Given that the side length of each small square in the path graph is one centimeter, find out the area of "comma"

3.14×1÷2+1×（1+1）
=1.57+2
=3.57 square centimeter

Given that the image of a quadratic function passes through (- 1,0) (3,0) (1, - 5), the analytic expression of the quadratic function is obtained

Let the analytic expression of quadratic function be
y=a(x+1)(x-3)
Substituting (1, - 5) into
-5=a*(-4)*(-8)
a=-5/32
therefore
The analytic expression of quadratic function is
y=-5/32(x+1)(x-3)

If the polynomials X & # 179; - 2x & # 178; - 4x-1 and (x-1) (X & # 178; + MX + n) are equal regardless of the value of X, then m, n can be obtained

(x-1)(x²+mx+n)
=x³+mx²+nx-x²-mx-n
=x³+(m-1)x²+(n-m)x-n
have to
m-1=-2
n-m=-4
n=1
So there is no such Mn value

If the length of a rectangle is reduced by 5 cm, the area will be reduced by 20 square cm.
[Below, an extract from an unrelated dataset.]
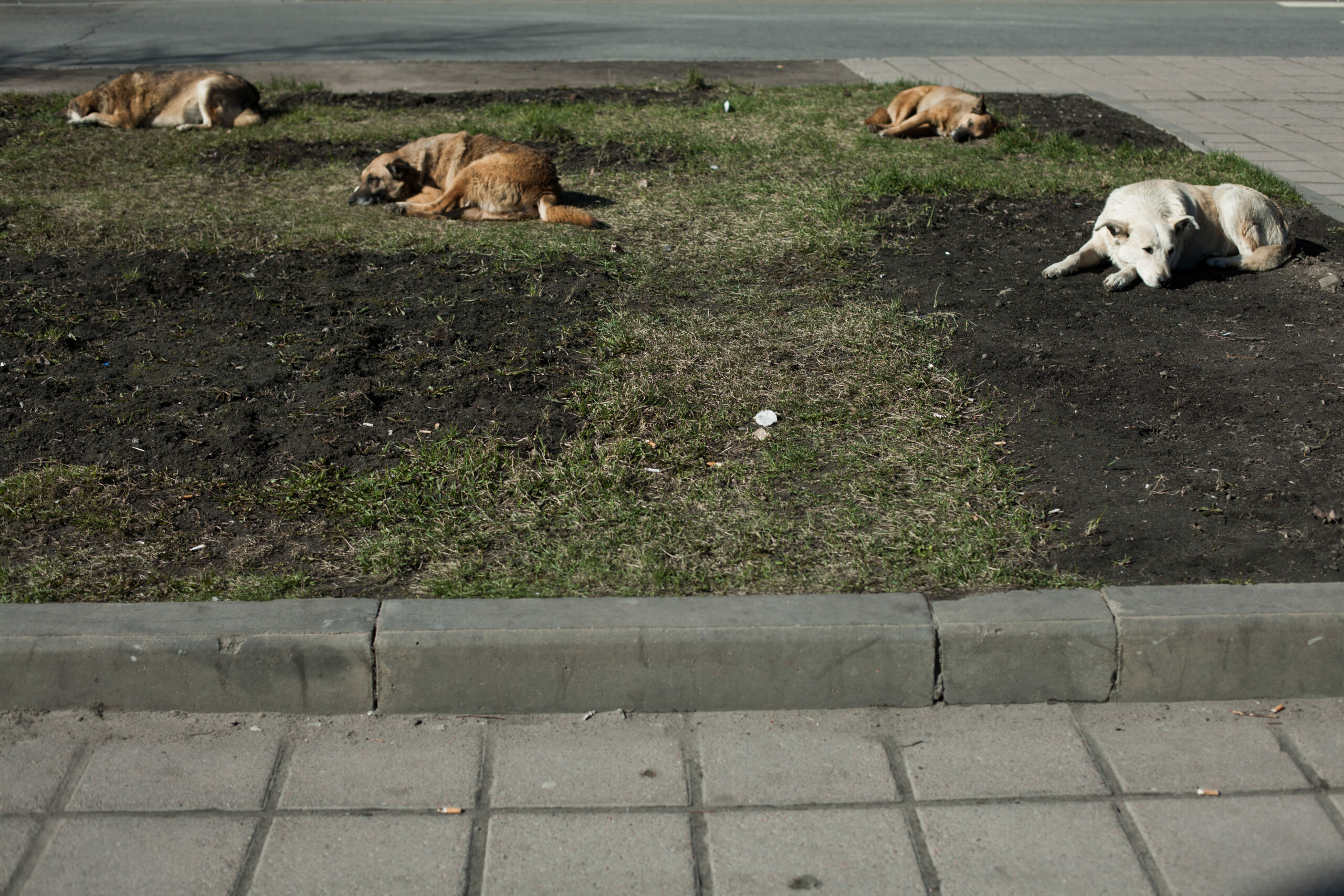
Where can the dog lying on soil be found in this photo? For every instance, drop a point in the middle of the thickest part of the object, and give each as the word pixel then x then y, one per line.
pixel 927 111
pixel 1156 226
pixel 182 100
pixel 467 176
If the width is increased by 3 cm, the area will be increased by 30 square cm. What is the area of the original rectangle?

Let the length of the rectangle be a cm and the width be B cm
When the length is reduced by 5 cm
(a-5)b=ab-20 ①
When the width is increased by 3 cm
a(b+3)=ab+30 ②
Simultaneous ① and ② are available
a=10,b=4
So the area of the original rectangle is
S = AB = 4 * 5 = 20 (square centimeter)

What quadrant does the image of function y = - 2 / 3x pass through (0, what) and point (3, what) and what is the value of Y as the value of x increases?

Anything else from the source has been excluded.